When discussing facial aesthetics, it is wise to understand that
formulas are only guidelines to be tempered by changing aesthetics,
patient desires, and existent anatomy. Once the patient’s
objectives are understood, the surgeon can develop a goal
based on his or her experience and analysis of the anatomy of
the nasal and facial profile. First, one must understand the critical importance of examining
nasal tip projection in relation to the height of the radix.
Sheen and Sheen7 long ago recognized that in evaluating nasal
projection, the radix should not be considered a separate unit
but a “key part of a dynamic form” (Figure 2).

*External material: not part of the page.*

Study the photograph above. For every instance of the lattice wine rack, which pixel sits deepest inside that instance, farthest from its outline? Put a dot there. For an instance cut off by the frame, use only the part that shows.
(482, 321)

Figure 2. Computer-generated image demonstrates the importance of the radix in aesthetic analysis. The height and position of the radix affect each other, define the nasofacial angle, and serve as the counterpoise of the nasal base. Although projection is the same in parts A and B, the change in radix positioning causes the illusion of overprojection in part B.
The tip is only
projected in relation to the projection of dorsal height at the nasion.

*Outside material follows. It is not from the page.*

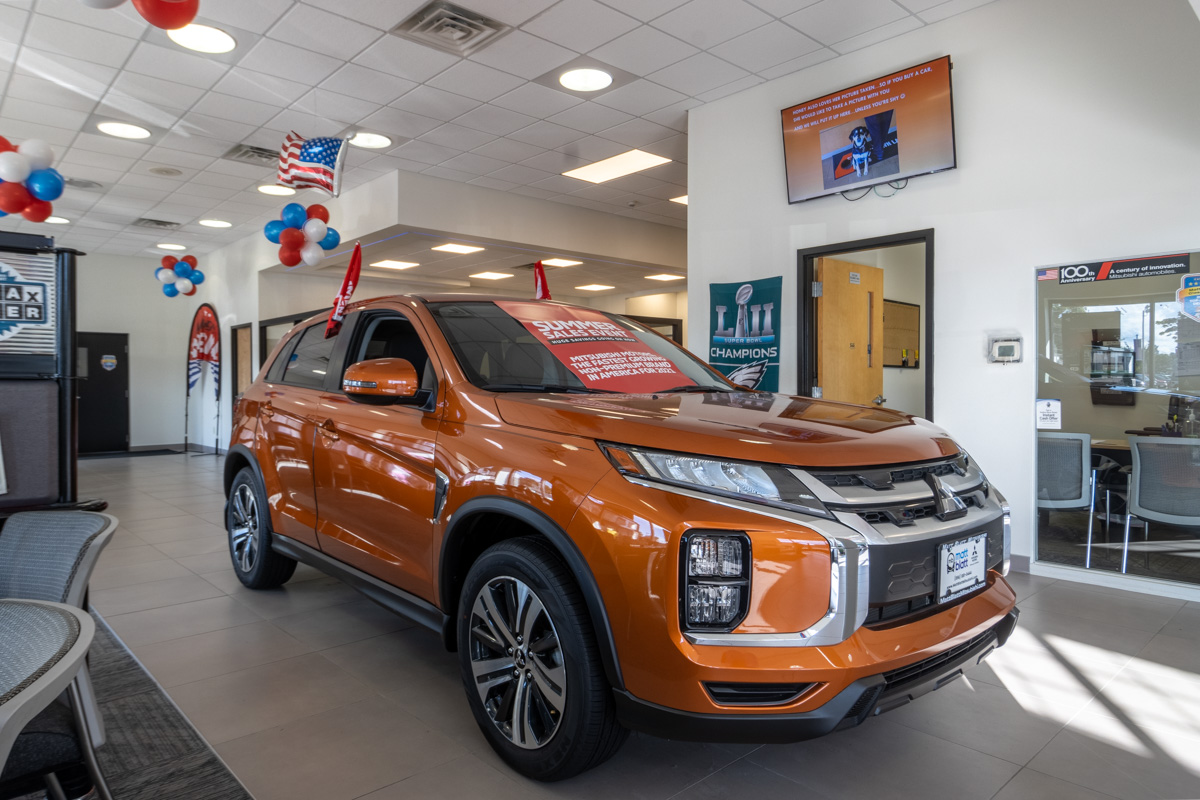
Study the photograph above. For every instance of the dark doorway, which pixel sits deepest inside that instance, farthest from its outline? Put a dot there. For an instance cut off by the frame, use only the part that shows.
(103, 367)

More recently, Byrd and Hobar2 and McKinney and Sweiss3
have also discussed the importance of the radix height. As such,
one needs to consider not only the height and position of the
radix but also the nasofacial angle produced in its relation to the
nasal tip. One must subsequently ensure that other complicating
dynamics that give the illusion of overprojection are not in
place. In addition to a low radix, a tension septum, saddle-nose
deformity, retrognathia, and short upper lip also give the illusion
of overprojection and must be excluded. Whentrue overprojection is determined, the surgeon can then
perform an objective analysis. Components of the nasal anatomy
that lead to tip overprojection can include (1) overelongated alar
cartilages, including lateral crura, medial crura, angle of divergence
(intermediate crura), or a combination; (2) a tension nose
with overdeveloped quadrangular cartilage; (3) a combination
of these components; and (4) trauma or iatrogenic injury. Having completed analysis of nasal projection, the next step
is to determine whether rotation is adequate or will need to be
addressed, as many deprojection techniques can or will alter
rotation. The nose is further examined for tip asymmetries, tip
shape, size and contour, skin thickness, dorsal humps and irregularities,
nasal valve competence, and other functional components.
With the analysis complete, the surgeon proceeds to the algorithm to determine how to best achieve nasal deprojection
while controlling the extent of rotation.